Geofencing: A set of longitude and latitude coordinates, drawn as a polygon, that mark an area of interest (AOI), like a Walmart parking lot.
Metadata: Location-specific information like the store’s opening date, closing date, and hours of operation. This critical dataset allows for accurate point in time data attribution.
How we do it
Welcome to the retailpocalypse. Its latest victims include Sears (and Kmart), Bon-Ton, and Toys ‘R Us. But you don’t have to file for Chapter 11 and liquidate to close a store location. Retail locations close every day due to local taste changes, site selection strategy, and corporate decisions to shed unprofitable locations. For example, Macy’s, JCPenney and Chipotle all closed locations last year but are not in danger of bankruptcy.
Unfortunately, there is no official data source for store closures, so we use multiple third-party sources to continuously comb for stores that have closed. While “web scraper” data vendors like AggData enable us to scale this research to accommodate a database of 300,000 AOIs (which translates to 300,000 individual parking lots) we still lack a way of being alerted when a store closes. We think of knowing exactly when a location opens and closes as a “time dimension” and you can think of it as a store’s lifetime.
For instance, a Starbucks customer can easily find a new location on Yelp, but that’s not enough for us. We need to know the exact day that Starbucks location opened and then continually track its lifecycle to know if the store moves or when it eventually closes. By monitoring locations at this granular of a level, we are able to create accurate “point-in-time” datasets. One way we automate this process is by connecting our AOI database to Google Maps and matching each location with a unique Google Places ID. Thanks to Google, locations are updated with the frequency needed for accurate traffic attribution.
While headlines generalize retail as “overstored” and in a “corrective phase”, retailers are still opening locations. Since we cover approximately 95% of the locations for each chain in our coverage, adding the newest Dollar Tree to our database of 20,000 DLTR locations won’t significantly alter our correlations. However, knowing when stores open improves our accuracy over time, especially in smaller chains where store growth represents meaningful change.

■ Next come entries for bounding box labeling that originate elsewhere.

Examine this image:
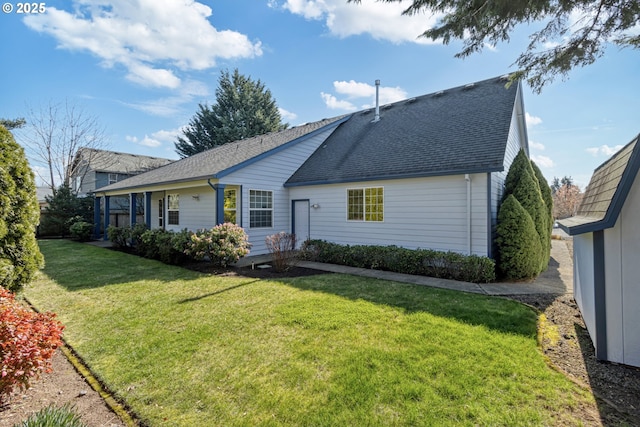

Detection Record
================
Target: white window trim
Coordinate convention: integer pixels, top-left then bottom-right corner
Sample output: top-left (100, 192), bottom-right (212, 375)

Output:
top-left (248, 188), bottom-right (275, 230)
top-left (166, 193), bottom-right (180, 225)
top-left (345, 185), bottom-right (386, 223)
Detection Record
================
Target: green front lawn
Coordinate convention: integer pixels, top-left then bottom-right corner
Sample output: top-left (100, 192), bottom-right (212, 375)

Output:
top-left (25, 241), bottom-right (592, 426)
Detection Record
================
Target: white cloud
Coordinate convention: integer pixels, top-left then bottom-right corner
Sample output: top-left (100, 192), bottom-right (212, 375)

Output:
top-left (125, 128), bottom-right (182, 148)
top-left (531, 155), bottom-right (555, 169)
top-left (320, 92), bottom-right (357, 111)
top-left (125, 80), bottom-right (209, 117)
top-left (24, 0), bottom-right (262, 89)
top-left (586, 144), bottom-right (623, 157)
top-left (524, 113), bottom-right (542, 126)
top-left (321, 80), bottom-right (407, 111)
top-left (278, 0), bottom-right (438, 44)
top-left (529, 141), bottom-right (544, 151)
top-left (278, 107), bottom-right (298, 121)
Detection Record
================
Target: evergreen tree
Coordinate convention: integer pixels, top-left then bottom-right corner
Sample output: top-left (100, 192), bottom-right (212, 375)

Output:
top-left (348, 0), bottom-right (640, 92)
top-left (0, 126), bottom-right (43, 292)
top-left (40, 184), bottom-right (93, 237)
top-left (503, 149), bottom-right (552, 272)
top-left (531, 161), bottom-right (554, 260)
top-left (175, 69), bottom-right (287, 157)
top-left (496, 195), bottom-right (542, 280)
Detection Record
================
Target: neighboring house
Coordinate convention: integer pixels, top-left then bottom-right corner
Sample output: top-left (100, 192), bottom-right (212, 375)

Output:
top-left (96, 78), bottom-right (528, 256)
top-left (559, 135), bottom-right (640, 366)
top-left (70, 148), bottom-right (173, 196)
top-left (36, 187), bottom-right (53, 215)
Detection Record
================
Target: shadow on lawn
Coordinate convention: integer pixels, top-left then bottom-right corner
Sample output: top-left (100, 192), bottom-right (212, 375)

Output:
top-left (178, 279), bottom-right (259, 304)
top-left (281, 274), bottom-right (537, 338)
top-left (39, 240), bottom-right (202, 292)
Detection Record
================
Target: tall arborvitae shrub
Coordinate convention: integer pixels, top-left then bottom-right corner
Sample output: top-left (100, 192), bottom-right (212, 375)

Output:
top-left (511, 169), bottom-right (549, 272)
top-left (531, 161), bottom-right (554, 266)
top-left (0, 126), bottom-right (43, 292)
top-left (497, 150), bottom-right (551, 273)
top-left (496, 194), bottom-right (542, 280)
top-left (502, 149), bottom-right (532, 200)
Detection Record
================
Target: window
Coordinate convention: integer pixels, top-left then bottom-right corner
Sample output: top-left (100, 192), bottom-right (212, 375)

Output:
top-left (167, 194), bottom-right (180, 225)
top-left (224, 189), bottom-right (238, 224)
top-left (249, 190), bottom-right (273, 228)
top-left (347, 187), bottom-right (384, 221)
top-left (158, 199), bottom-right (164, 228)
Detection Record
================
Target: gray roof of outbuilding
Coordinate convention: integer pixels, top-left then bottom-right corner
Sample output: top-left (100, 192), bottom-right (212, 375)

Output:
top-left (558, 135), bottom-right (640, 236)
top-left (98, 116), bottom-right (346, 193)
top-left (286, 77), bottom-right (519, 186)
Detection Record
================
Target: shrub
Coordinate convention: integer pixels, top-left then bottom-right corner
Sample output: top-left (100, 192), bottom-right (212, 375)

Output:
top-left (129, 222), bottom-right (149, 248)
top-left (185, 222), bottom-right (250, 267)
top-left (265, 231), bottom-right (296, 271)
top-left (0, 287), bottom-right (64, 400)
top-left (69, 221), bottom-right (93, 242)
top-left (136, 228), bottom-right (191, 265)
top-left (169, 228), bottom-right (193, 265)
top-left (496, 195), bottom-right (542, 280)
top-left (300, 240), bottom-right (495, 283)
top-left (497, 149), bottom-right (552, 275)
top-left (14, 405), bottom-right (86, 427)
top-left (107, 225), bottom-right (131, 248)
top-left (40, 185), bottom-right (93, 237)
top-left (0, 126), bottom-right (43, 291)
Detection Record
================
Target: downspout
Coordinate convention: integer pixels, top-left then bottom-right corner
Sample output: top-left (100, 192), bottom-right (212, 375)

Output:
top-left (464, 173), bottom-right (471, 255)
top-left (373, 80), bottom-right (380, 123)
top-left (207, 178), bottom-right (225, 225)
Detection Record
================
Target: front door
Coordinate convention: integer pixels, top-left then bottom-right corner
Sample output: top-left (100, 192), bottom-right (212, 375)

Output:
top-left (291, 199), bottom-right (311, 249)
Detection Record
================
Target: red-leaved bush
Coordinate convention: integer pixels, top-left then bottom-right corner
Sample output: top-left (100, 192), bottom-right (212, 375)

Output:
top-left (0, 287), bottom-right (64, 401)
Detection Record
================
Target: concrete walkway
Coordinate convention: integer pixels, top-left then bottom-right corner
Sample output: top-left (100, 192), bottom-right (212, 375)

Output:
top-left (297, 240), bottom-right (573, 295)
top-left (91, 236), bottom-right (573, 295)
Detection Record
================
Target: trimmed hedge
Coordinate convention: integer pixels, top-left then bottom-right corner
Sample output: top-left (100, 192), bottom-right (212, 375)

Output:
top-left (300, 240), bottom-right (496, 283)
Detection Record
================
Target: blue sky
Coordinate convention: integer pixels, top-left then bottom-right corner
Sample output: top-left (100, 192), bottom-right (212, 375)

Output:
top-left (0, 0), bottom-right (640, 188)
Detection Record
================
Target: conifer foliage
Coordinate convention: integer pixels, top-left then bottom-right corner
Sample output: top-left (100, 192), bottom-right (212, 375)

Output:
top-left (175, 69), bottom-right (288, 157)
top-left (496, 194), bottom-right (542, 280)
top-left (0, 126), bottom-right (43, 291)
top-left (496, 150), bottom-right (553, 280)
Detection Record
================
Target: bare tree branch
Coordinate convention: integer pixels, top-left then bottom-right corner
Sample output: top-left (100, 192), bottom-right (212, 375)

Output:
top-left (21, 100), bottom-right (107, 194)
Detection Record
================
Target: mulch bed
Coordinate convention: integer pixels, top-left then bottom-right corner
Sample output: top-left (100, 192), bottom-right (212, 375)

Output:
top-left (0, 256), bottom-right (640, 427)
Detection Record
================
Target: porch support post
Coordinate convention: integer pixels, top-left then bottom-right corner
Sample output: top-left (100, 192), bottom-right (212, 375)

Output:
top-left (144, 191), bottom-right (151, 229)
top-left (129, 193), bottom-right (138, 227)
top-left (104, 196), bottom-right (111, 240)
top-left (93, 196), bottom-right (100, 239)
top-left (212, 184), bottom-right (226, 225)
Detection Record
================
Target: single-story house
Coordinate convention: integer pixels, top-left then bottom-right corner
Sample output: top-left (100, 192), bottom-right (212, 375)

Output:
top-left (70, 147), bottom-right (173, 196)
top-left (559, 135), bottom-right (640, 366)
top-left (96, 77), bottom-right (528, 256)
top-left (68, 147), bottom-right (174, 226)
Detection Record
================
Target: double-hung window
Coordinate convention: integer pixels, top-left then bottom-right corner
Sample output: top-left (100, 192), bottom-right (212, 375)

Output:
top-left (158, 199), bottom-right (164, 228)
top-left (347, 187), bottom-right (384, 222)
top-left (167, 194), bottom-right (180, 225)
top-left (249, 190), bottom-right (273, 228)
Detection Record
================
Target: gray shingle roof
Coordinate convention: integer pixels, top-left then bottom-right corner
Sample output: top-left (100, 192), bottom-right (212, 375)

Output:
top-left (99, 116), bottom-right (345, 193)
top-left (558, 135), bottom-right (640, 235)
top-left (286, 78), bottom-right (519, 186)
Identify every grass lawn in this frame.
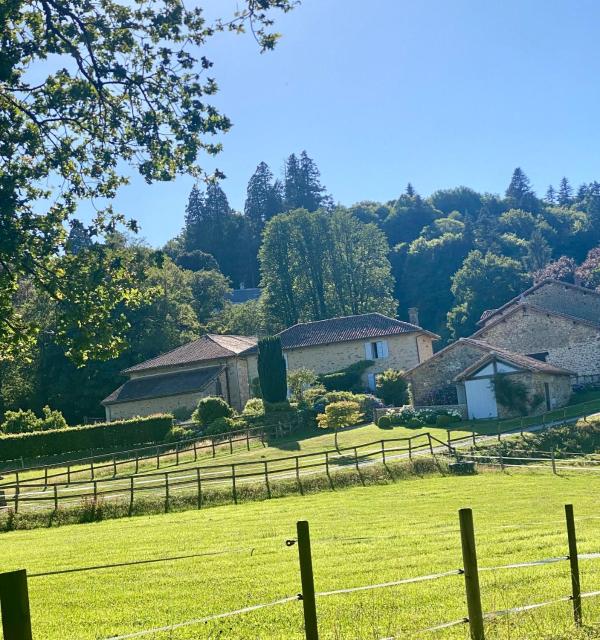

When we add new tickers to our universe, having reliable store opening data is crucial. We recently added The Container Store, Noodles & Co, Ollie’s Bargain Outlet, and Sprouts Farmers Market to our consumer product, so it was critical to understand all of the new store openings for each of those tickers.
By continuously sourcing, maintaining and updating our database of 300,000 retail locations, we benefit from sampling more locations, improved correlation to revenues and growing ticker coverage. Just how important is metadata? We’ve found that updating locations once a quarter results in at least +/- 1% change in over 30% of observations.
Updating store closures in our database isn’t as exciting as real life store closures. However, having accurate store data still a critical input in our analytics designed to quantify and measure social, economic, and environmental activity on Earth, and that’s what we’re here to do.